Supporters of the Environmental Protection Agency’s Renewable Fuel Standard (RFS) claim the program “mitigates” anthropogenic global warming by substituting biofuels for petroleum products in the nation’s motor fuel supply. Some environmental researchers and advocates disagree. According to them, the lifecycle carbon dioxide (CO2) emissions of energy crop production, processing, and consumption equal, or exceed, those associated with petroleum extraction, refining, and consumption.
I won’t try to settle that highly technical disputation, but this much is clear: even if the RFS does reduce CO2 emissions, the climatic effects are too small for anyone to notice, measure, or verify.
In contrast, corn and soy production discernibly increase the combined heat and humidity of hot summer days in the Midwest, according to a recent Associated Press article, humorously titled “Midwest mugginess linked to crops working up a corn sweat.” And although not mentioned in the article, the link between the RFS and expanding cultivation of those two energy crops is obvious.
The AP reports:
Midwest's first dangerous bout of heat and humidity this summer is partly to blame on the moisture piped out of the ground and into the atmosphere by the increasing acreage of corn crops reaching peak maturity, meteorologists and atmospheric researchers say.
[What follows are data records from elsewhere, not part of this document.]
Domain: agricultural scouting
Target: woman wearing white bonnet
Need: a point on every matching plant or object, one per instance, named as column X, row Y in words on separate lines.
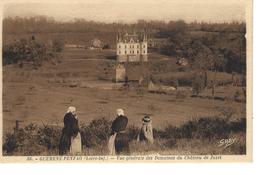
column 118, row 141
column 146, row 131
column 70, row 139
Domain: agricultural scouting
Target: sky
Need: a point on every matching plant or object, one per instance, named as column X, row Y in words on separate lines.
column 131, row 11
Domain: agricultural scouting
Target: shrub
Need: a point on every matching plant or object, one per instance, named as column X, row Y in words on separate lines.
column 36, row 140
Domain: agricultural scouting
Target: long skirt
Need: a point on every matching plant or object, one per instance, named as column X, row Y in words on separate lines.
column 64, row 145
column 76, row 145
column 122, row 144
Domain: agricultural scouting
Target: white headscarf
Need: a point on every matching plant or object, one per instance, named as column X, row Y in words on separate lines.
column 119, row 112
column 72, row 109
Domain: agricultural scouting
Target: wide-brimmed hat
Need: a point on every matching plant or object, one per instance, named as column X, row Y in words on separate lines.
column 146, row 118
column 71, row 109
column 120, row 112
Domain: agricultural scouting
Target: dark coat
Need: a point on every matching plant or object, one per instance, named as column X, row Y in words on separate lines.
column 70, row 129
column 122, row 139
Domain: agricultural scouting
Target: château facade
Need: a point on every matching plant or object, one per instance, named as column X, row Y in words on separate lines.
column 131, row 48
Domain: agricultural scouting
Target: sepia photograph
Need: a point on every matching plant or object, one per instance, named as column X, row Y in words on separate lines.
column 126, row 80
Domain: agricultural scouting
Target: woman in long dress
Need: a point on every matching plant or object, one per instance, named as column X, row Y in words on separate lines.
column 146, row 132
column 119, row 142
column 70, row 140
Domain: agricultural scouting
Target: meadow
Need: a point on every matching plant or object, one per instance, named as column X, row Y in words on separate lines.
column 83, row 78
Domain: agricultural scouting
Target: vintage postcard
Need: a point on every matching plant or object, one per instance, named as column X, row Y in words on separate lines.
column 126, row 81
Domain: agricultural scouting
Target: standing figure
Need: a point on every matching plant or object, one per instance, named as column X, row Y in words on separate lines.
column 119, row 142
column 146, row 132
column 70, row 140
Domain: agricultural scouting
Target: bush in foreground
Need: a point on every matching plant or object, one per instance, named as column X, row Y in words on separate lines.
column 194, row 137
That muggy mist, jokingly called “corn sweat,” gets blown around the country, even enveloping more distant urban areas, like Chicago and Minneapolis.
Corn sweat, more technically known as evapotranspiration, influences regional climate as follows:
Basically, when corn crops mature in late July, they act like billions of straws drawing up soil moisture. It beads up on vast leafy canopies and is carried off by warmer air. Much of the humidity enveloping the region this week is siphoned off the Gulf of Mexico, but a measurable contribution comes from corn and soybean crops, say researchers like Ken Kunkel, a professor of atmospheric sciences at N.C. State University.
I sent the AP article to University of Alabama in Huntsville atmospheric scientist John Christy, who elaborated a bit on the mechanisms at work: “The indigenous prairie grasses would shut off transpiration when stressed, but corn is a very thirsty plant and transpires continually, drawing moisture from deeper down and depositing it in the near-surface air. Corn is also darker than prairie grasses, so allows more solar absorption.”
Agriculture has been humidifying the Midwest for decades. Kunkel and colleagues found that “above average soil moisture and evapotranspiration” increased “apparent” (experienced) temperature during the 1995 heat wave that killed several hundred people in Chicago. Adaptation keeps reducing U.S. heat-related mortality from one decade to the next. Nonetheless, it’s worth noting that corn and soy are perspiring from millions of additional acres since Congress dramatically expanded the RFS in 2007.
Based on YCharts, the online financial data research platform, I calculate that the number of corn acres planted during 2007-2016 averaged 91.1 million annually. That’s about 12 million acres more than the average of the previous 10 years, when annual acreage never exceeded 81.8 million.
U.S. farmers planted about 6.1 million more corn acres this year than last. As the AP reports, “More than 94 million acres of corn were planted this year, an increase of 7 percent from 2015, according to the U.S. Department of Agriculture. That's the third-highest corn acreage since 1944. Soybeans, which also contribute to humidity levels, are at record high acreage, too.”
The irony is obvious. A central planning scheme created to combat global warming is increasing summer swelter in the Midwest.